Ramakrishna, le bruissement divin



Comme dans la musique les notes montent graduellement du point le plus bas au point le plus élevé, puis redescendent en ordre inverse, de même après avoir éprouvé la non-dualité dans le samadhi, on redescend à un plan inférieur pour y vivre avec la conscience de l'ego. On n'atteint le cœur du bananier qu'après l'avoir dépouillé de ses enveloppes les unes après les autres, et seulement alors on trouve la partie essentielle. Mais, on doit se dire que ces enveloppes font aussi partie de la plante et qu'il faut les deux choses pour faire un tronc complet.

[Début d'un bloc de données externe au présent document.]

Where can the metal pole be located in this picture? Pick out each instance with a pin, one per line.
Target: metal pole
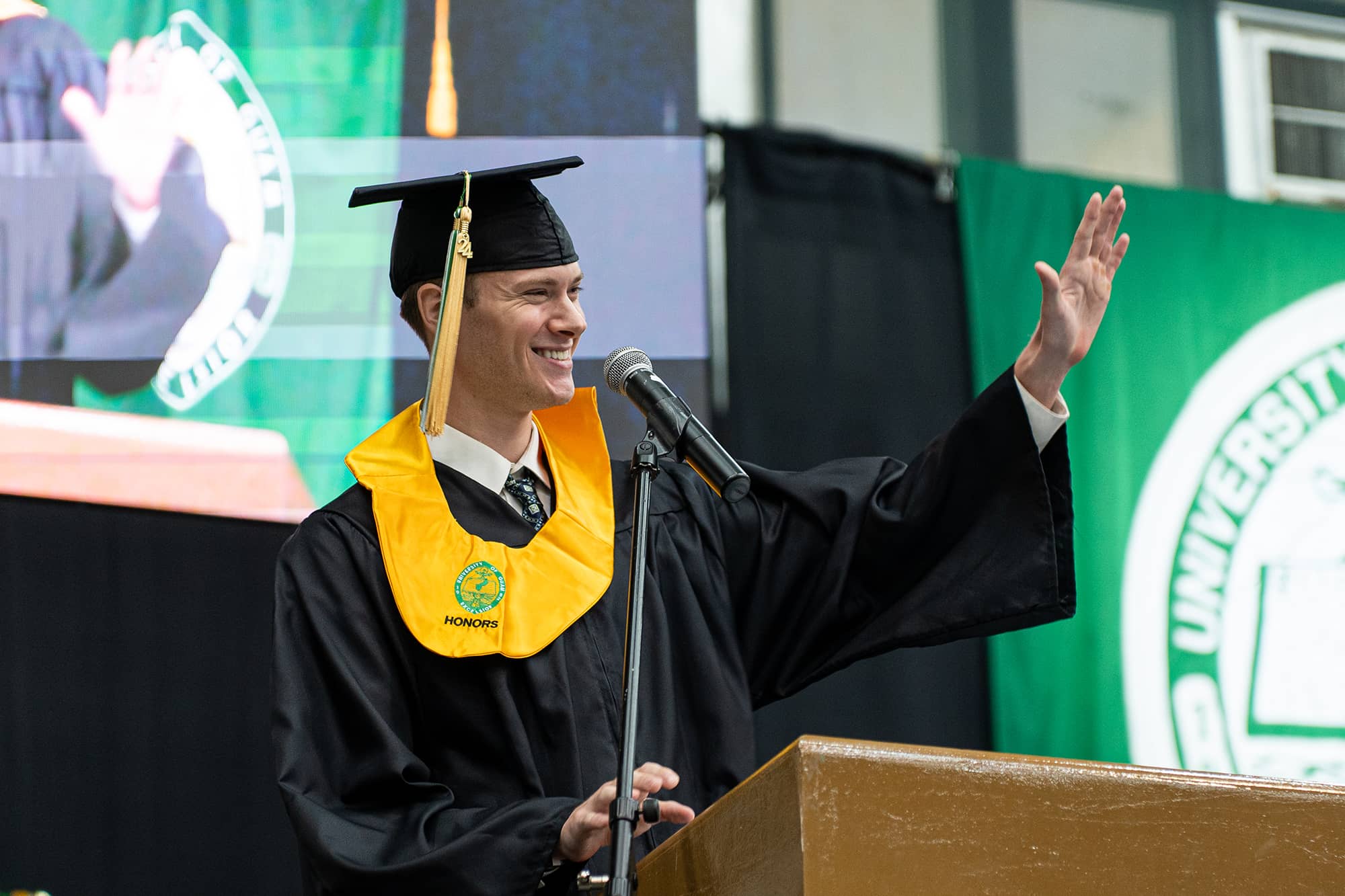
(626, 811)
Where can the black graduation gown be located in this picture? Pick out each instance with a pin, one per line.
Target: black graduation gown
(406, 771)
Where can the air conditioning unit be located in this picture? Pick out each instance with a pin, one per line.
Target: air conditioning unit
(1282, 80)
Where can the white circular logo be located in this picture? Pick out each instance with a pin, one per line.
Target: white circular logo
(251, 188)
(1234, 595)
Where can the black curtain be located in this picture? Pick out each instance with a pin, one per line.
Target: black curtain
(847, 337)
(135, 658)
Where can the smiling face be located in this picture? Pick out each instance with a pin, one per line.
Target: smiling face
(518, 337)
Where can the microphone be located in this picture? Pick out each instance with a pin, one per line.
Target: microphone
(630, 373)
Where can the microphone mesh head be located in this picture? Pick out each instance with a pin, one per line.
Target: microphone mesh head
(622, 364)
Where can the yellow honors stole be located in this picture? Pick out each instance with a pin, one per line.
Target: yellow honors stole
(465, 596)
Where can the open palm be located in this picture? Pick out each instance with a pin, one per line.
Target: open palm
(1075, 300)
(132, 139)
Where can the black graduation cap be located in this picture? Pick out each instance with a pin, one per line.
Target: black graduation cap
(513, 224)
(479, 221)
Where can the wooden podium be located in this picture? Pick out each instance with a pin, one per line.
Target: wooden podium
(857, 817)
(131, 460)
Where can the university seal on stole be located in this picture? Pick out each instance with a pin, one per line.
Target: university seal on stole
(479, 588)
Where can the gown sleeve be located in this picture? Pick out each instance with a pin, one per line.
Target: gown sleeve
(369, 813)
(857, 557)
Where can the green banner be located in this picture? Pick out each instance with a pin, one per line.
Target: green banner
(1210, 479)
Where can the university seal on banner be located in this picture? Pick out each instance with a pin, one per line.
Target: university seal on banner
(249, 186)
(479, 588)
(1234, 598)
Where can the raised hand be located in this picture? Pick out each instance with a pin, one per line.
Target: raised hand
(588, 827)
(1074, 300)
(132, 140)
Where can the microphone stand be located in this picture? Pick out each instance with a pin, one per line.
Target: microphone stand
(626, 813)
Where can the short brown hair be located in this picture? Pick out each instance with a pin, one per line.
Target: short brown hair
(411, 307)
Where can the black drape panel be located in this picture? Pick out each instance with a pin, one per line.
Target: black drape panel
(847, 335)
(135, 659)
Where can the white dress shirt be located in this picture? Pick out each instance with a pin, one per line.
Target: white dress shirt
(485, 466)
(490, 469)
(1044, 421)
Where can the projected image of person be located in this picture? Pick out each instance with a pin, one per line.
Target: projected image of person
(107, 241)
(450, 631)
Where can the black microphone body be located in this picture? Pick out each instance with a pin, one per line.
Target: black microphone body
(675, 424)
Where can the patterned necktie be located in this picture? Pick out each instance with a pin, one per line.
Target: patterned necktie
(521, 486)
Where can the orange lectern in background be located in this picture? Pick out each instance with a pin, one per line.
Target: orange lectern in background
(48, 451)
(831, 817)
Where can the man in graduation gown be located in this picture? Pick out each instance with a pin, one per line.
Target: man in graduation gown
(450, 631)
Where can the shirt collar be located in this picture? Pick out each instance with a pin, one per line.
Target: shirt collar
(484, 464)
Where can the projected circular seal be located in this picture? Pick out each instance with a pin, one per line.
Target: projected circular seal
(249, 186)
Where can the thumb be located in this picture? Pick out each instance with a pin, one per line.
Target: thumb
(81, 111)
(1050, 280)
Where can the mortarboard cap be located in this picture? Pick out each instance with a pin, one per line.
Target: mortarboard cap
(513, 224)
(493, 220)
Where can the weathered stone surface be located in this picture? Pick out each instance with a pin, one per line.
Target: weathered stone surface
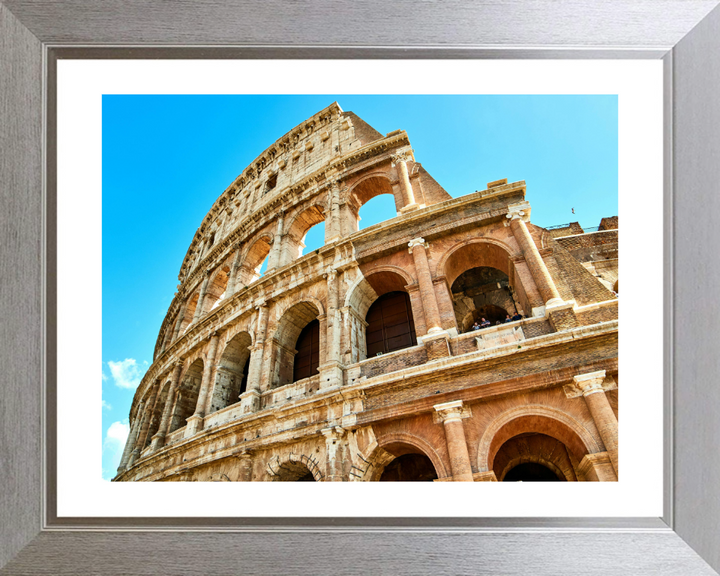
(221, 402)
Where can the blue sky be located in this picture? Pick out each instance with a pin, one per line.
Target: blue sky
(167, 158)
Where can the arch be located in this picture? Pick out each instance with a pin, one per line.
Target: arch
(294, 468)
(535, 418)
(390, 324)
(187, 395)
(491, 252)
(298, 228)
(371, 185)
(232, 371)
(292, 322)
(255, 255)
(536, 449)
(393, 444)
(217, 284)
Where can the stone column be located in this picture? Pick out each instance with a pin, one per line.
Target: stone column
(331, 369)
(333, 453)
(195, 422)
(250, 399)
(399, 160)
(181, 315)
(230, 290)
(592, 387)
(518, 214)
(158, 441)
(201, 298)
(417, 248)
(132, 437)
(332, 227)
(452, 414)
(145, 426)
(245, 474)
(275, 251)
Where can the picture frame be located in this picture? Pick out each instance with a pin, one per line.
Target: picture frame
(33, 36)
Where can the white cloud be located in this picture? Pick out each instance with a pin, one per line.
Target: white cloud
(113, 446)
(128, 373)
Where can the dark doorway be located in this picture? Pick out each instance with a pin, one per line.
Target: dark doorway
(409, 468)
(307, 358)
(531, 472)
(390, 324)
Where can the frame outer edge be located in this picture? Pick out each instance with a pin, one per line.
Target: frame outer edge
(696, 128)
(21, 277)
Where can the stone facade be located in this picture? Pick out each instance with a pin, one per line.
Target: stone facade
(534, 397)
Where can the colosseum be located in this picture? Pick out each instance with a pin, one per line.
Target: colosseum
(456, 341)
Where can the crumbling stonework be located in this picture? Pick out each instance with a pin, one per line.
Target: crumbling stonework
(531, 399)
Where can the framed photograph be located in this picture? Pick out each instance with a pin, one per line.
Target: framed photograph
(448, 339)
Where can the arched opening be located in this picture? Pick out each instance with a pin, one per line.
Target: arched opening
(390, 324)
(482, 292)
(156, 416)
(559, 444)
(378, 209)
(254, 264)
(484, 282)
(314, 239)
(531, 472)
(232, 370)
(294, 472)
(369, 189)
(307, 358)
(216, 289)
(187, 395)
(296, 235)
(409, 468)
(533, 457)
(287, 338)
(410, 464)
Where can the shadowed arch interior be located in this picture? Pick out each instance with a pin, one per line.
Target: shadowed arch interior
(231, 377)
(286, 338)
(187, 395)
(410, 465)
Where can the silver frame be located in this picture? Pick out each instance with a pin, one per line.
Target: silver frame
(34, 34)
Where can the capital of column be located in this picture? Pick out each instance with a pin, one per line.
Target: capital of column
(519, 211)
(417, 242)
(333, 433)
(451, 411)
(400, 157)
(586, 384)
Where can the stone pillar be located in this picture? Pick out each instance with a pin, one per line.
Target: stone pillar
(195, 422)
(158, 441)
(331, 369)
(451, 414)
(181, 316)
(417, 248)
(332, 226)
(399, 160)
(250, 399)
(245, 474)
(333, 453)
(592, 387)
(518, 214)
(132, 437)
(275, 251)
(201, 298)
(145, 427)
(230, 290)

Quand la dévotion du disciple est sincère, les choses les plus simples lui rappellent Dieu et le mènent à l'extase. Ne savez-vous pas que le Seigneur Chaitanya tomba en samadhi alors qu'il se disait : "Voici la terre dont sont faits les tambours" ? En passant dans un village, Shri Chaitanya avait appris que des villageois gagnaient leur vie en fabriquant des tambours ; il songea aussitôt que les tambours étaient faits de la terre de ce village et il perdit apparemment conscience. Cette pensée que les tambours servaient à la musique sacrée, et que cette musique célèbre les louanges de Dieu qui est la beauté des beautés et l'âme de nos âmes, etc., tout cela lui vint en un éclair et son esprit se plongea en Dieu. 
De même, celui qui a pour son gourou une dévotion sincère pense certainement à lui en voyant des membres de la famille du gourou. Plus encore, s'il rencontre des habitants du village où son gourou demeure, il pense à lui ; il se prosterne devant eux, se couvre de la poussière de leurs pieds, les nourrit avec abondance et leur rend mille services. A ce moment, le disciple ne voit aucun défaut de son gourou. Il peut dire : "Même si mon gourou fréquente les cafés, il est malgré tout le Seigneur, la Béatitude éternelle." Sans cela un être humain ne peut être qu'un mélange de vertus et de vices. Le disciple, grâce à sa dévotion, ne voit pas son gourou comme celui qui a la jaunisse voit tout en jaune. Son adoration lui révèle alors que Dieu seul est tout ; c'est Lui est devenu le père, la mère, l'homme et la bête, les objets sensibles et insensibles.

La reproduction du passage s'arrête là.